Allen opens his film in a café, with two writers (played by Larry Pine and Wallace Shawn) discussing a story one of them has heard. Each has a different take on how the events of that story might play out. We never hear the tale; instead, we watch as the two versions are intermittently dramatized, one a tragedy and the other a comedy (or so we are told; one is closer to melodrama and the other to farce). In other words, it's not the same series of events evaluated by two different people; it's two different writers, writing two different versions of a story with some shared elements. Of course a writer with a tragic bent will write a tragedy and a comedian a comedy: What is so revelatory about that? Far more interesting would have been an examination of the exact same story, along with a look at what it is about the writers that makes them write as they do.
As it is, here's what we get: Radha Mitchell (Finding Neverland, High Art) plays Melinda, a woman who's had a rough time. The only actor (and character) who spans both plots, she appears in the tragedy as an alcoholic, pill-addicted bundle of nerves who, in a turn that the St. Louis Chamber of Commerce won't be bragging about anytime soon, flees our fair city after a conglomeration of tragedies: a desperate affair, loss of custody of her children, a drug-addicted rage resulting in the shooting of her husband and jail time. In New York, she lands at the home of struggling actor Lee (Jonny Lee Miller) and New York socialite Laurel (Chloë Sevigny), who try (sort of) to help her get back on her feet. When Melinda meets Ellis (Chiwetel Ejiofor), a silky piano player and composer who has been relieved of both his masculinity and his ethnicity by the script, things begin to pick up. But not for long.
In the comedy, Melinda is more of a hapless, good-natured, humorously suicidal single girl, the kind who screams in the hallway of her apartment building when she discovers a tick on her leg. In this version, she lands at the apartment of film director Susan (Amanda Peet) and out-of-work actor Hobie (Will Ferrell), a couple whose marriage has lost its spark. While Susan seeks solace in the arms of an extremely minor character, Hobie -- the requisite Woody Allen surrogate, doing bitter inferiority and nebbishy self-deprecation -- falls for Melinda. Because he has neither wealth nor fame to recommend him, he must rely on character, and that, by the lights of a Woody Allen film, is always a tough row to hoe. Nevertheless, a few sight gags later, Hobie gets his girl.
The best thing about Melinda and Melinda is Radha Mitchell. To differentiate between plots, the film relies heavily on her hair (frizz for tragedy, bob for comedy), but it needn't have. Mitchell does a masterful job of creating two separate characters all on her own, through body language and tone of voice. True, the comedic version isn't terribly nuanced, and there's not much energy between her and Will Ferrell, but that's the script's fault, not Mitchell's.

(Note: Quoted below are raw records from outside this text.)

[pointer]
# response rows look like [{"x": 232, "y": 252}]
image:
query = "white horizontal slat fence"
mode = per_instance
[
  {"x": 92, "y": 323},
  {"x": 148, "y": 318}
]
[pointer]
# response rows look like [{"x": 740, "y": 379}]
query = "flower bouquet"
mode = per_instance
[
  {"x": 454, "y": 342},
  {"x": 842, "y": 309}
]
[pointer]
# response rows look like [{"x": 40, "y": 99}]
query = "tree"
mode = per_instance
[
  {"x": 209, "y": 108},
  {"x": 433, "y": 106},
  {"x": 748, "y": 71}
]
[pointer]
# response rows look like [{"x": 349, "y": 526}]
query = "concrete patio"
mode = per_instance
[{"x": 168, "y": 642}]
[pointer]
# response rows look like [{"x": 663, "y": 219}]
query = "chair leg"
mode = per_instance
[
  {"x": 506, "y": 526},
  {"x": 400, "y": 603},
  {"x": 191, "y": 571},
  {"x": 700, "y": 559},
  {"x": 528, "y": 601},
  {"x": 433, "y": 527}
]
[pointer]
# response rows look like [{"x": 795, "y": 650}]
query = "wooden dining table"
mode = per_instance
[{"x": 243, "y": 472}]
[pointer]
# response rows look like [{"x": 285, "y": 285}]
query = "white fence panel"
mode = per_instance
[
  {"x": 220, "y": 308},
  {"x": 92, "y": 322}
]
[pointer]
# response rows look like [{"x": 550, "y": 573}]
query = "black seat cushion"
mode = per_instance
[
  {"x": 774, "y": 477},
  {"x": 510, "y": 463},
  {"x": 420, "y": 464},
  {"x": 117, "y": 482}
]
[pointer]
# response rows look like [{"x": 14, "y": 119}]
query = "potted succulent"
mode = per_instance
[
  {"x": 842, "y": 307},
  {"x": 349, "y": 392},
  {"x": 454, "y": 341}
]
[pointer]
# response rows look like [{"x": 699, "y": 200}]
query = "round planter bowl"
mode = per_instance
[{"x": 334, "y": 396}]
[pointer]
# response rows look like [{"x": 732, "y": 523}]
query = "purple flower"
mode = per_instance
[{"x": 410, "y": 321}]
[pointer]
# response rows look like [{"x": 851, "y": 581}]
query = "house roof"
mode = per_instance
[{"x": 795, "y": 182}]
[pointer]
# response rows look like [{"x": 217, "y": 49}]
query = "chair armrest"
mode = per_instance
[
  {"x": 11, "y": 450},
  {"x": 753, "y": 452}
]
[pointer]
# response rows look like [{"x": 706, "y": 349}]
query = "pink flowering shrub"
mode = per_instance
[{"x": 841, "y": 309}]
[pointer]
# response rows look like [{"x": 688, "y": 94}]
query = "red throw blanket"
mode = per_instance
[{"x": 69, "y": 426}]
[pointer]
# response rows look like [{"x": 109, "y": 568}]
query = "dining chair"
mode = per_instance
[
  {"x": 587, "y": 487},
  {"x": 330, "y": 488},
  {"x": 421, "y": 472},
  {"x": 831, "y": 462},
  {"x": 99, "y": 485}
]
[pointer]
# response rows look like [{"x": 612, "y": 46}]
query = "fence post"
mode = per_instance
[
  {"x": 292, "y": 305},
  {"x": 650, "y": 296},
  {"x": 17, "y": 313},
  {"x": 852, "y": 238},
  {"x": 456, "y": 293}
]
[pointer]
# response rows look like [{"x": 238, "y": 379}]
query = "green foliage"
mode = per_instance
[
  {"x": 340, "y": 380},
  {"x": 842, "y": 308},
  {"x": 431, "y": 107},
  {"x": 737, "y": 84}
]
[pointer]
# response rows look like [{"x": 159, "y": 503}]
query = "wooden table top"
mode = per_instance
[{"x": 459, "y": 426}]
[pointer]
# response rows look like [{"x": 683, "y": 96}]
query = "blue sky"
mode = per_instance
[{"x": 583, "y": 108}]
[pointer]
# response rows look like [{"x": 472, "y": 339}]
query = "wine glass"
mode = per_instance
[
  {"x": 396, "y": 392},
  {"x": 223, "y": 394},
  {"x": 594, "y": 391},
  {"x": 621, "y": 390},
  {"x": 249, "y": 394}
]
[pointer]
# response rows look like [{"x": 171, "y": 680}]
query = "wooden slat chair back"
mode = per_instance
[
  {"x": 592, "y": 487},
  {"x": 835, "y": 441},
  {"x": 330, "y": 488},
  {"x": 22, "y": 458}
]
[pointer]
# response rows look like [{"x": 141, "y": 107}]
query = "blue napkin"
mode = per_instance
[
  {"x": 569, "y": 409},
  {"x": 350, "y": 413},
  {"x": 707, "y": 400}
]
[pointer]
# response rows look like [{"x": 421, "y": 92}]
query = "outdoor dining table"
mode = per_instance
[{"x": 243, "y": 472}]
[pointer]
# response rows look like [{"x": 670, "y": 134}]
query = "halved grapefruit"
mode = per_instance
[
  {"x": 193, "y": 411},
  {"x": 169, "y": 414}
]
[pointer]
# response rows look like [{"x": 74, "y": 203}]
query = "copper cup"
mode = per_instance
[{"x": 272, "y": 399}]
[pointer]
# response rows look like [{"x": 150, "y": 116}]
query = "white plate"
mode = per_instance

Perhaps Melinda and Melinda would be more successful if either story (and, preferably, both) were more fully baked. So much of what happens in both plots feels staged, and also familiar, if only because we've heard nearly identical lines issue from the mouths of other Allen creations. (Witness: "Melinda had a reputation for being post-modern in bed.") Year after year, film after film, Allen isn't deepening his craft. Perhaps if he spent more than a month on a script and gave his actors more than a couple of takes, he'd come up with something truly memorable.